Nel romanzo «Il cuore è una selva» di Amadei

Potenza della creazione

Particolare dalla copertina
05 giugno 2020

Ispirato alla vita del pittore Ligabue


«Bianca gli dava del voi. Lo aveva chiamato artista. Forse, lo vedeva davvero per quello che era, un forestiero che viene da posti lontani, un’anima di sghembo che tenta di ricondursi all’esistenza di tutti e, per difetto, ripiega sul ventre della natura, e non parla la lingua del popolo, ma quelle delle bestie, dell’acqua e del fuoco». È ispirato alla vita del pittore e scultore Antonio Ligabue (1899-1965) nato a Zurigo e morto a Gualtieri nella bassa reggiana, l’ultimo romanzo di Novita Amadei, Il cuore è una selva (Vicenza, Neri Pozza 2020, pagine 266, euro 18). Ligabue non è mai citato, solo in chiusura una nota dell’autrice lo presenta, raccontando anche come è avvenuto il suo incontro con una figura che conosceva «più come personaggio popolare che come artista».
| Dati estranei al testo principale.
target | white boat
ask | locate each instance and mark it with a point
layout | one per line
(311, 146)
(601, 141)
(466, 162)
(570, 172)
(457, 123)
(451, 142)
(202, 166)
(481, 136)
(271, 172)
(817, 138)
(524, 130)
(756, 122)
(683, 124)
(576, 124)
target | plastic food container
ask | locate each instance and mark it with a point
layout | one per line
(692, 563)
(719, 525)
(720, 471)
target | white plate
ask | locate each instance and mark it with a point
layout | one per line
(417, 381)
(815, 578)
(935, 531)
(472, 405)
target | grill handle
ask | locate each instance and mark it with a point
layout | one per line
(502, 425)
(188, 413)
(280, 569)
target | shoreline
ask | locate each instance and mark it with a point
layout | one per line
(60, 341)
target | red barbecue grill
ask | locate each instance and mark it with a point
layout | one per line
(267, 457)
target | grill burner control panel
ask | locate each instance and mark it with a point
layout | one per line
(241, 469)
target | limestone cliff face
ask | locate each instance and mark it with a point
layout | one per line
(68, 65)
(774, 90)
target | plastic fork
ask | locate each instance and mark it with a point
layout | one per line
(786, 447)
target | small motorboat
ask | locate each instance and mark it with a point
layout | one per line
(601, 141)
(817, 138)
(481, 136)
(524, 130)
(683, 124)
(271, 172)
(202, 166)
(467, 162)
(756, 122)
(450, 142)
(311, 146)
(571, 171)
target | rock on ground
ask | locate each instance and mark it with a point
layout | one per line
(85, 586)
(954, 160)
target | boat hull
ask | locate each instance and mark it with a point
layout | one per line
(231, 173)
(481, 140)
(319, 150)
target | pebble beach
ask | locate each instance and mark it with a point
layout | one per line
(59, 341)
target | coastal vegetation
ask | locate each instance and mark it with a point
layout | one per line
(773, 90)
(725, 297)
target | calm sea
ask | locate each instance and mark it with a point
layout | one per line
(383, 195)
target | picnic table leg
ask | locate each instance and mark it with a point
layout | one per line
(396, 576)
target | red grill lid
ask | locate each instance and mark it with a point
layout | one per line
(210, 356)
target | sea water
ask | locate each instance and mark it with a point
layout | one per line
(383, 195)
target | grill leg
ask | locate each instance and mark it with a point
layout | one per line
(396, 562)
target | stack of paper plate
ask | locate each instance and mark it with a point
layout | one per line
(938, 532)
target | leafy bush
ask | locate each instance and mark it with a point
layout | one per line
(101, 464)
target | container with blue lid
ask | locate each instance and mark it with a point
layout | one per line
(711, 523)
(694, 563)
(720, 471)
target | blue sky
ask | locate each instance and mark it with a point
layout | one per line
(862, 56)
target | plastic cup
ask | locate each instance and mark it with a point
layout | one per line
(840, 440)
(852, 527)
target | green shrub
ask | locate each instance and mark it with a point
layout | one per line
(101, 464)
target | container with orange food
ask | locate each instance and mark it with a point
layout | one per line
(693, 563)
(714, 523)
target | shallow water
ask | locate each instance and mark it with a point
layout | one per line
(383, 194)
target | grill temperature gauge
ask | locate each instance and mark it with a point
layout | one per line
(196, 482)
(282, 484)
Il romanzo si apre la sera di Natale quando, durante la messa, viene trovato un vagabondo che non parla. Dalla sua apparizione in chiesa in quella notte di ghiaccio di fine anni Dieci, quest’uomo senza nome diventa subito un personaggio del paese, ribattezzato el mätt. Alcuni lo dileggiano e gli fanno scherzi crudeli, altri ne sono spaventati, ma per lo più la comunità nel suo insieme lo accetta. Si abitua ad averlo attorno, a vederlo dormire nelle loro stalle, camminare tra le loro case, vagare per la golena, mai fermo. Lavora con loro e per loro nelle fattorie. È bracciante, famiglio, operaio alla fornace... finché, improvvisamente, si rivela talentuosissimo artista.

È diviso in due parti il romanzo. Ma non tra quando el mätt è muto (o meglio creduto tale) e quando inizia a parlare (vent’anni dopo quella notte di Natale, sotto l’occupazione tedesca parlerà; e si scoprirà che, oltre al dialetto imparato al villaggio, conosce il tedesco: «Non vi piace il mio disegno?» chiede livido all’ufficiale nazista. «Furono quelle le prime parole che il paese sentì pronunciare dal matto»). No: il prima e il dopo sono segnati da quando il matto è anche artista. Perché la sua abilità è lì, esplode sotto gli occhi di tutti, incontrovertibile. Non smette di essere el mätt, ma — finalmente — quelle due parole non sono più in grado di definirlo. «Anche se il matto era un obbrobrio e non parlava, lo riconoscevano capace di un’arte che nessuno di loro padroneggiava». È il suo talento ciò che gli permette di avere un posto nel mondo.

Sarà in manicomio che il matto rivelerà la sua dote — appena gli tolgono la camicia di forza, raccoglie una scheggia di mattone e inizia a disegnare. La potenza di ciò che crea — si tratti di un disegno o di una scultura — arriva allo spettatore che lo incontra prima, molto prima della sua differenza. El mätt modella e dipinge su qualsiasi cosa trovi, con qualsiasi cosa trovi: tronchi, assi di legno, vecchie imposte; con i pennelli, con le dita, con le unghie. Dalle sue mani — mescolati all’argilla, alla terra e alla saliva — prendono vita paesaggi e scene di vita quotidiana; animali domestici e animali selvatici, in situazioni di quiete o, soprattutto, di tensione e di lotta; volti divisi fra dolore e euforia. Sono opere di una potenza straordinaria, visionari e insieme reali, che restituiscono un groviglio di ricordi, sensazioni e sogni mai espressi a parole. Tra l’incredulità e l’orgoglio della comunità, l’arte diventa la via per vivere. E se ancora el mätt non parla, è questa la sua voce, forte, immediata; una lingua di forme e di colore capace di comunicare sentimenti complessi e profondi.

Oltre all’irruenza dell’arte, sono tanti i temi che emergono dalle pagine di Amadei. Il senso della famiglia, della maternità e dell’amicizia; la responsabilità individuale rispetto ai grandi momenti della Storia, e alle scelte quotidiane — che non sono mai piccole, anche se ci piacerebbe pensarlo; la volubilità del sentire comune; il vero significato della parola fedeltà; e le sfaccettature di un sentimento come l’amore.

Soprattutto però Il cuore è una selva è un romanzo capace di rappresentare alla perfezione — senza manierismo, pietismo o eccesso — il labilissimo confine che ha retto anche la vita di Ligabue tra potenza dell’arte e fantasmi della mente.